Eighteen German clothing manufacturing concerns announced their plan to establish branch factories in England. Ostensibly they are moving to England to be able to compete in the British market, but in well informed circles the move is held to be an obvious attempt to escape the boycott on German-made goods. The German factories in England will be able to mark their goods, “made in England.” The German government granted permission for the move, but laid down conditions, which would assure complete Nazi control of the factories.

A lengthy dispatch in the London Times from a Berlin correspondent reviewed in detail the persecution of the Jews in Germany since the one-day boycott against them last April. The Times declares that it is obvious that the Germans are continuing their drive against the Jews and points out that the Nazis have still to learn that the Jews cannot be shut into a “trade ghetto” and cannot even be kept out of the professions.

The Times completely confirmed earlier dispatches of the Jewish Telegraph Agency on the state of terror and the pogroms against the Jews in Bavaria, particularly Franconia.

THE REST OF EUROPE

Jurists attached to the League of Nations at Geneva stated in a memorandum that should the Saar plebiscite to be held in 1935 decide in favor of returning to Germany, the League will be unable to impose special obligations on Germany for the protection of the Jewish and other minority groups in the Saar region.

In a memorandum attached to a public health plan approved by Premier Mussolini, the Italian government stated that it is concerned with producing a healthy nation regardless of racial origins. Thus the Italians once more made it clear that they reject the Nazi racial theories.

The Czechoslovakian government banned anti-Semitic books written by Nazi leaders and the Munich edition of the notorious “Protocols of the Elder of Zion.” A number of Nazi newspapers and magazines were also barred from circulation in Czechoslovakia.

High Commissioner for German Refugees James G. McDonald and Norman Bentwich, head of the Jewish Affairs division of his office, have been on a tour of the refugee centers of Europe, including Warsaw, Vienna and Prague.

Polish anti-Semites dissatisfied with the progress of the anti-Semitic anti-government political party known as the Endeks, organized the National Radical party on the basis of the complete acceptance of the Hitlcrite program toward the Jews.

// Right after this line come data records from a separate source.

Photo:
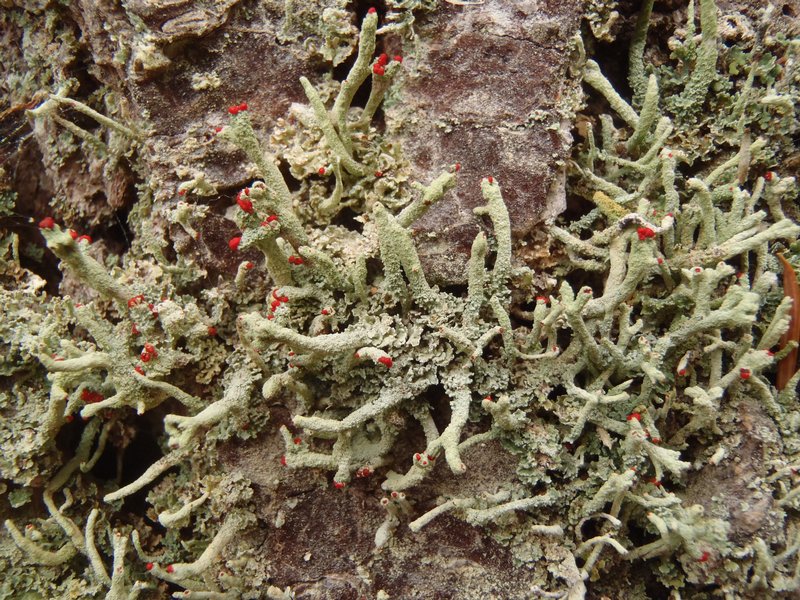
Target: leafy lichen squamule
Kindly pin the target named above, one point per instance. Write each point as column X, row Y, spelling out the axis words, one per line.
column 611, row 381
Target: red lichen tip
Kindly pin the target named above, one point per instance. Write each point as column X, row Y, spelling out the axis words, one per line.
column 47, row 223
column 645, row 233
column 245, row 205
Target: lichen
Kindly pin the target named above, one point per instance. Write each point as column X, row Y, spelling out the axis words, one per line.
column 611, row 391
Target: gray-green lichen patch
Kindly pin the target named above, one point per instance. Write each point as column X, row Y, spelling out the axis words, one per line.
column 619, row 423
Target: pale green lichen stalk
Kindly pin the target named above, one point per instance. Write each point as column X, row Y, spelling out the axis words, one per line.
column 610, row 390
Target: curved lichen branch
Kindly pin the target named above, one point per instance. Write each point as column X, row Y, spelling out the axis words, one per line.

The Endeks in turn held a conference and called for an increase in the anti-Semitism of their own group in order to retain their hold on their membership.

THE UNITED STATES

Felix M. Warburg, chairman of the United Jewish Appeal, issued a statement to American Jewry calling for complete unity in order to stem the disaster which has befallen the Jews of Germany and which may affect Jews all over the world.

Nazi adherents in New York held two large meetings in Brooklyn and Manhattan calling for boycotts against the American Jews. Jewish leaders here were reviled at the meetings and the Nazi leaders announced a plan for setting up a German department store in New York City for faithful Nazis to patronize.

Galahad Press, Inc., publishers of Liberation, notorious anti-Semitic paper edited by William Dudley Pelley, chief of the Silver Shirts, was made defendant in an involuntary bankruptcy on the motion of the creditors, who testified that the Galahad Press owes large sums of money.